The recently announced multi-million-pound Inverness city-region deal is proof that all that “glisters isn’t gold”, it has been claimed.
The deal pledges to inject £315 million into the region’s economy over the next ten years, but the wide-ranging scheme attracted criticism for failing to support the rural west Highlands when it came under discussion at a recent meeting of full Highland Council last Thursday.
At the meeting it emerged that plans for a new airport in Skye were left out of the deal, in favour of another major roads project in Inverness.
As part of the funding package, the Scottish Government will commit up to £135 million; The United Kingdom Government £53 million and the Highland Council and regional partners up to £127 million towards a number of different schemes.
But, some councillors have questioned if the deal will bring benefit to areas outside the immediate vicinity of Inverness.
Lochaber councillor Andrew Baxter worried there would be little for those on the west coast to be enthused about.
He said: “It doesn’t look so fantastic when you get more than 30 miles away from Inverness.
“Digital connectivity is important, but it isn’t the only thing we want to see in our rural areas. I’m beginning to think that all that glisters is not gold.”
The deal pledges an ambition to make the Highlands the ‘most digitally connected rural region in Europe’, and there are promises to expand superfast broadband and 4G mobile phone coverage throughout the area.
Campaigners hoping to see the return of regular flight services to and from Skye were left disappointed by the terms of the Inverness City-Region deal.
Sabhal Mòr Ostaig principal Boyd Robertson, a director of campaign group FlySkye and the Sleat Transport Forum, believed it would now take a major regional initiative to improve the entire transport infrastructure on the west coast.
He said: “Investment is urgently needed in roads such as the A890 Auchtertyre-Achnasheen route and the A82 arterial route to Glasgow and in rail and ferry infrastructure and services as well as in air services.

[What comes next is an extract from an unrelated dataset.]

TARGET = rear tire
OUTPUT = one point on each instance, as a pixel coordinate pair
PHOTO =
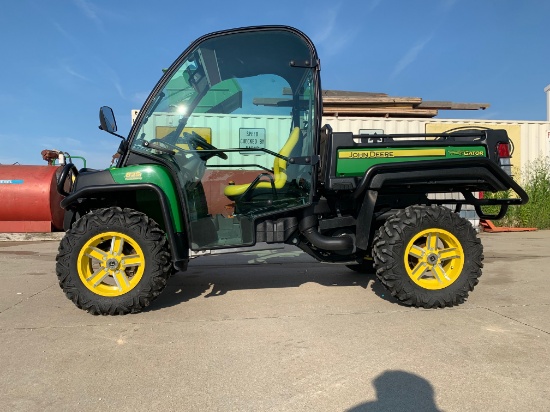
(113, 261)
(428, 256)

“What is needed now is a major initiative for rural areas of Scotland that will enable communities such as here in Skye to influence public policy and to secure transport facilities and services fit for the 21st century.”
Stuart Black, the council’s director of development and infrastructure, said the Skye airport plan could not demonstrate wider benefits beyond Skye.
Council leader Margaret Davidson has encouraged rural parts of the Highlands to make their voice heard, and to grasp the opportunities the deal could offer.
She said: “This is about business confidence. In a country where we are not sure if we are in or out of Europe in six weeks’ time, we at least have the certainty of investment in the Highland region for the next ten years.”